The council’s 4-3 vote brings to an end months of deliberation over the tax rate.
Some Republican officials in the county have opposed the increase. The Republican majority in the county’s General Assembly delegation supported a bill that would have capped the tax rate at 3 percent.
But Democrats and other officials, including Frederick’s Republican mayor, Randy McClement, have said the increase will help boost tourism in the county.
Hotel rental taxes are collected by Frederick County. About 97 percent of the revenue is passed through to the Tourism Council of Frederick County.
At issue in the proposals for an increase is a plan by the tourism council to divert a portion of that revenue to a downtown hotel incentive program. That program would allow a proposed downtown Frederick hotel and conference center to receive back up to 85 percent of the hotel rental tax it pays in.
That stipulation is included in a memorandum of understanding signed by County Executive Jan Gardner (D) and Dave Ziedelis, president of the tourism council. The MOU takes effect with the council’s vote to increase the tax.
The council was split by party line on the issue. Republicans Tony Chmelik, Kirby Delauter and Billy Shreve voted against the increase. Democrats M.C. Keegan-Ayer, Jessica Fitzwater and Jerry Donald, along with now-unaffiliated Council President Bud Otis, voted in favor.
Chmelik said he opposed the increase for a number of reasons. One was that the increase had taken on the feel of “targeted legislation” since the proposed downtown hotel and conference center owner, Plamondon Hospitality Partners, would get a financial benefit through the MOU, Chmelik said.
Chmelik said he believed that the money could come from other sources, including policy changes at the city government level.

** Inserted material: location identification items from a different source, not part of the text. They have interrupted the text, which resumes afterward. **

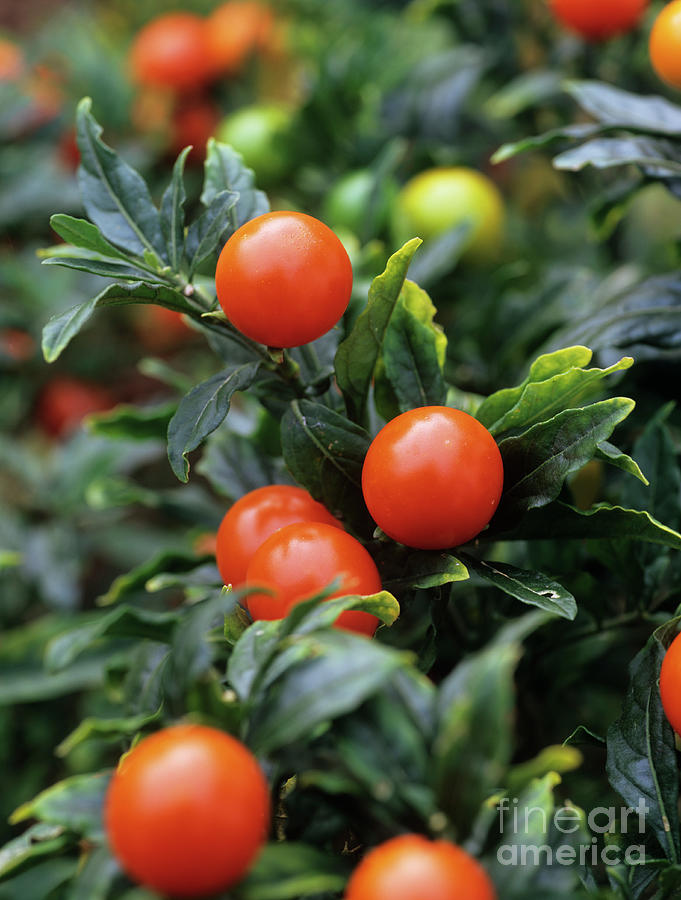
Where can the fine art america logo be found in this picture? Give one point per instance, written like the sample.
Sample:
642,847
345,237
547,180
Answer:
566,841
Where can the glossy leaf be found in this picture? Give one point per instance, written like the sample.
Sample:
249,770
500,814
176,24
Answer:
202,411
224,170
84,234
36,842
532,588
62,328
74,804
562,521
325,453
123,621
320,688
172,213
413,354
537,462
288,871
115,196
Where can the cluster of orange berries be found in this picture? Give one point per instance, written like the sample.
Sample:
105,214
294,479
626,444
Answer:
599,21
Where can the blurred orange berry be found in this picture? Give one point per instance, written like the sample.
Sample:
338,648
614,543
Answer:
171,51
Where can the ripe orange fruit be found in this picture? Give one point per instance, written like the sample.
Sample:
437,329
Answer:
670,684
665,44
171,51
410,867
598,20
235,31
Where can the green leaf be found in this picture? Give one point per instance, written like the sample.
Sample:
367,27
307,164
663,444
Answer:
532,588
210,229
537,462
105,268
82,233
643,318
662,157
136,579
473,746
325,452
75,804
540,400
642,765
115,196
615,457
321,687
203,409
234,465
538,142
613,106
62,328
494,408
41,879
37,841
192,653
413,354
288,871
224,170
123,621
427,570
108,728
529,826
358,353
315,613
172,213
560,521
133,423
251,655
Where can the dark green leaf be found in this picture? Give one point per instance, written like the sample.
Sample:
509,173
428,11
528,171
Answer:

“Why is this council going to carry the water for the city of Frederick? Make it a special taxing district, mayor,” Chmelik said in comments directed to McClement.

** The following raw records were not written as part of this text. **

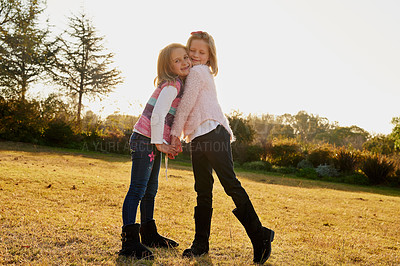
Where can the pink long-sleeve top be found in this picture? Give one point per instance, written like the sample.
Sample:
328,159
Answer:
198,105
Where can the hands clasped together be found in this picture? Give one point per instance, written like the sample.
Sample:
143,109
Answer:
172,149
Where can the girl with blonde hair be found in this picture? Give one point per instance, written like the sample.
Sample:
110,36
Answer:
150,138
202,123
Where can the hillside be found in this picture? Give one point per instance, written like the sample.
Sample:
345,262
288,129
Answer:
64,207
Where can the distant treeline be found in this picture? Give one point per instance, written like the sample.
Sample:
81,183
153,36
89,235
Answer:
77,66
303,144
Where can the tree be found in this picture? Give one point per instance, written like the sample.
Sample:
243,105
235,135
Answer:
395,135
8,9
82,67
241,127
25,50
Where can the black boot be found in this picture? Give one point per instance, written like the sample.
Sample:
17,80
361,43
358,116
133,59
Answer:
202,219
131,246
151,238
261,237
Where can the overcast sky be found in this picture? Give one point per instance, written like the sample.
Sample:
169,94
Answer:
336,59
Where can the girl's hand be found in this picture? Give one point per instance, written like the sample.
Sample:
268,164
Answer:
175,141
167,149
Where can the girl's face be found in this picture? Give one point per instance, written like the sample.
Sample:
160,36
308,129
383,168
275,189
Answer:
199,52
181,63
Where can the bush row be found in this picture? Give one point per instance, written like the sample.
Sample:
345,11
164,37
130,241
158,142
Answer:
324,162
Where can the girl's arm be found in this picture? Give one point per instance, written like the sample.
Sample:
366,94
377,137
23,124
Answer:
193,86
160,111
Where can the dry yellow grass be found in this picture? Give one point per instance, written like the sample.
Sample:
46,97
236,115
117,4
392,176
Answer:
63,207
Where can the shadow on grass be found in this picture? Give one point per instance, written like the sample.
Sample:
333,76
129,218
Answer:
39,149
262,177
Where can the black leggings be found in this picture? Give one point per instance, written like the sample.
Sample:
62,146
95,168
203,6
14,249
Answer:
213,151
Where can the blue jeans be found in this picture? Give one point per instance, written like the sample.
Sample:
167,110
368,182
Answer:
146,162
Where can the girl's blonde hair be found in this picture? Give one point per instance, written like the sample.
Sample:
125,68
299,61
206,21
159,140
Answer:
202,35
164,62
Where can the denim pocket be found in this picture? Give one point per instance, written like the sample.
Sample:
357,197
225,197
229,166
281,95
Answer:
140,149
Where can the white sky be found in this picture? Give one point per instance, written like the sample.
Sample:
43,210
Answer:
337,59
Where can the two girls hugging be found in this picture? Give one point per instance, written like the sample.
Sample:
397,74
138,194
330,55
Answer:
185,104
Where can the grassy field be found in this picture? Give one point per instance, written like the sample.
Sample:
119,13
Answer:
61,207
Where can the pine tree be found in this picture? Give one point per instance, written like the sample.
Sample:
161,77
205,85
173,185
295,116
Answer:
83,69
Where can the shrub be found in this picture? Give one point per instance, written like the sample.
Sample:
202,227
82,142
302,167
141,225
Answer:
355,178
304,164
286,152
308,173
285,169
346,161
258,165
21,121
320,155
326,170
243,153
58,133
377,168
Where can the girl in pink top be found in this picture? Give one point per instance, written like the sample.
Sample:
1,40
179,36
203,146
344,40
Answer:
151,136
200,120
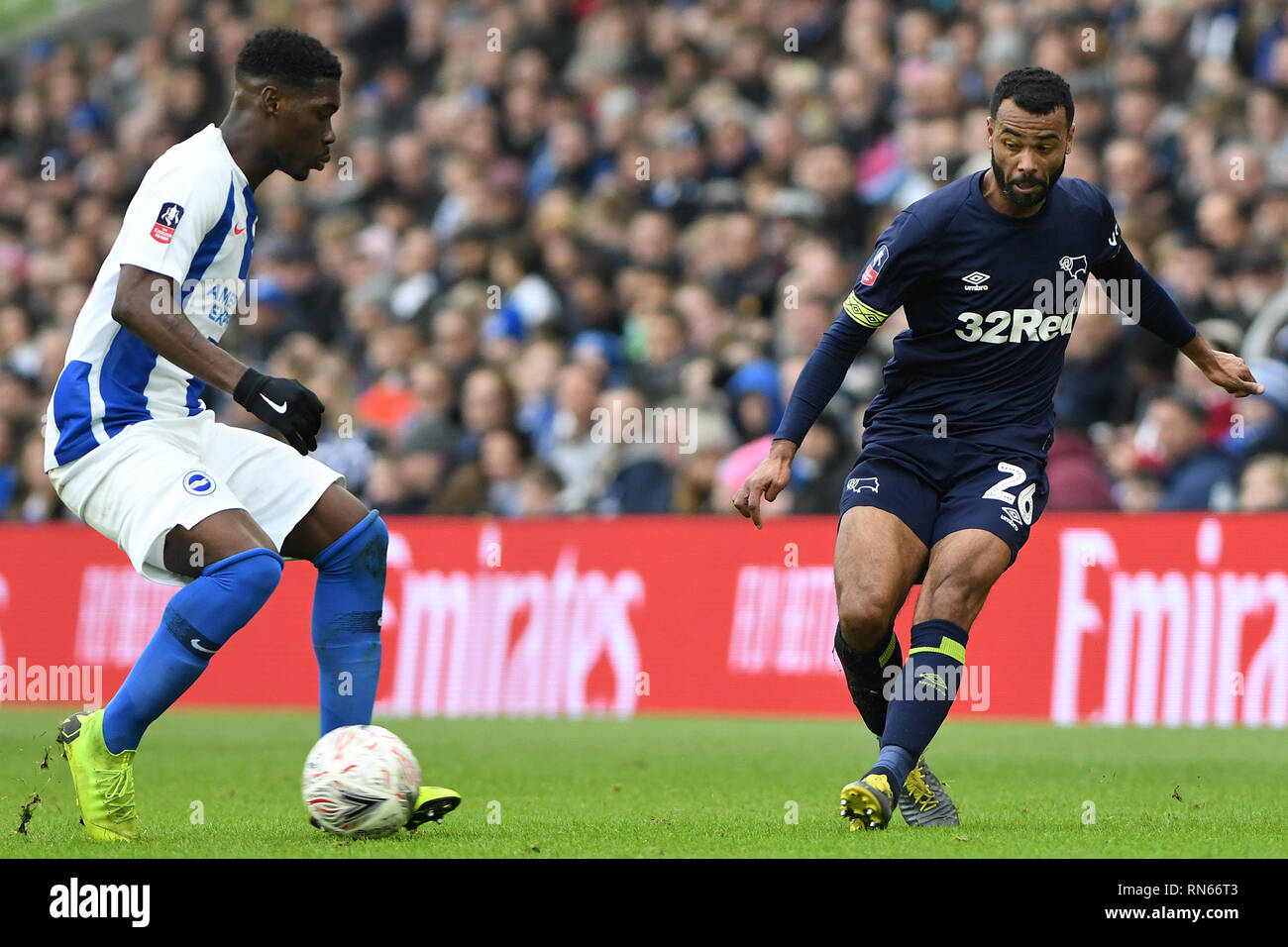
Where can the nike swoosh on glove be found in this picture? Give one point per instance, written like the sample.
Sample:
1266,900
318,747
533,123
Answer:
283,405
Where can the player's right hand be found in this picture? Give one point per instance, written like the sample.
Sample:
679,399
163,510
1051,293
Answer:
284,405
769,479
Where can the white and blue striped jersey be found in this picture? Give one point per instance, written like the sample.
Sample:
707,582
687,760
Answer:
192,219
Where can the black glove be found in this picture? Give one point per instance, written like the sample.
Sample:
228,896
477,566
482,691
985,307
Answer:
284,405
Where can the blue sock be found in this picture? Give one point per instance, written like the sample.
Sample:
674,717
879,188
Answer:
347,605
866,676
923,693
197,621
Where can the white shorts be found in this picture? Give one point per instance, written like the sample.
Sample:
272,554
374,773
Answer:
159,474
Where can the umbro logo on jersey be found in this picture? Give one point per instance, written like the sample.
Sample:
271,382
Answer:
859,483
198,483
162,231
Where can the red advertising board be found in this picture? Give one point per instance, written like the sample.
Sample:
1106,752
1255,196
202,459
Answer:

Donald said he took a long time to consider the tax increase before voting to support it. After hearing about increased tourism funding for Frederick County’s smaller towns that will also come from the higher tax rate, Donald said he was convinced the revenue is a good thing for the county.

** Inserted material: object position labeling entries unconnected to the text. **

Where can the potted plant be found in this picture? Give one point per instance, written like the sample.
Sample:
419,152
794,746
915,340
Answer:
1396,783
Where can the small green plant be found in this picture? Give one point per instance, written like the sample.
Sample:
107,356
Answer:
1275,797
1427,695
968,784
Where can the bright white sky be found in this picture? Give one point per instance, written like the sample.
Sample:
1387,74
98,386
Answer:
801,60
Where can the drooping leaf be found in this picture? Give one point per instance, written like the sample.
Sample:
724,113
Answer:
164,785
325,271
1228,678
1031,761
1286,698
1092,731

Zoning notices get unanimous approval
The council voted 7-0 to approve a bill from Donald that will increase notices for zoning changes in the county.
The bill requires that an entity that requests a zoning change — the county or the property owner — post signs along major public roads before Planning Commission and County Council hearings.
The bill also requires that the county’s Division of Planning and Permitting mail letters to adjoining properties before hearings about the potential change.